Weet je eigenlijk wel wat een Helmholtz resonator is? De tekst die hier staat, gaat nergens over.

Groeten Daniël.

----------


## beyma

> De tekst die hier staat, gaat nergens over



 
hmmm, maar eigenlijk van jou ook wel een beperkte reactie  :Roll Eyes (Sarcastic):  
Ik ben wel benieuwd naar wat die resonator dan wel doet/is!! 

Dus brand los!  :Smile:

----------


## Leinad

Simpel gezegd is een Helmholtz resonator niets anders dan een massa-veer systeem. De massa hierbij is de massa van de ingesloten lucht in de _poort_ en de veer is de stijfheid van de lucht in de _kast_. De eigentrilling van dit systeem kan worden benaderd met f = c/2pi*wortel(A/(l*V)).

Hierin is:
c = geluidssnelheid (=344 m/s)
A = oppervlakte poort
l = lengte poort
V = volume kast

Dit systeem onttrekt energie aan de luidspreker. Bij een goede afstemming wordt dit punt zo gekozen dat de luidspreker rond zijn resonantiefrequentie wordt gedempt.
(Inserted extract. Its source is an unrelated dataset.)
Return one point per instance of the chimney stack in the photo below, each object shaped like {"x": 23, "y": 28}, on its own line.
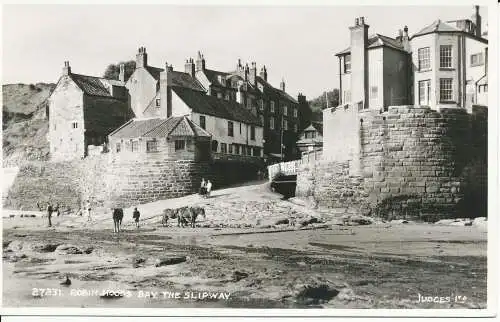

Hierdoor is het mogelijk om lager te komen, zonder dat de luidspreker over zijn nek gaat.

Back on topic?

----------


## beyma

> Back on topic?



Ja is goed, bedankt voor dit "leer moment" !   :Wink:

----------


## All-round Sound

Hallo Leinad ,

er staat heel duidelijk KAN ALS werken

een helmholts gebruik je eigenlijk met een compound kast /  bandpas
en je uitleg klopt zo als ik hem lees 

ik had er misschien zelf gelijk de uitleg bij moeten doen

bedankt voor de uitleg Leinad 

GAAN WE WEER TERUG NAAR ROND OF 3 HOEK BASPIJP ?

m.v.g.
Luke
===================================
sub moet je voelen

----------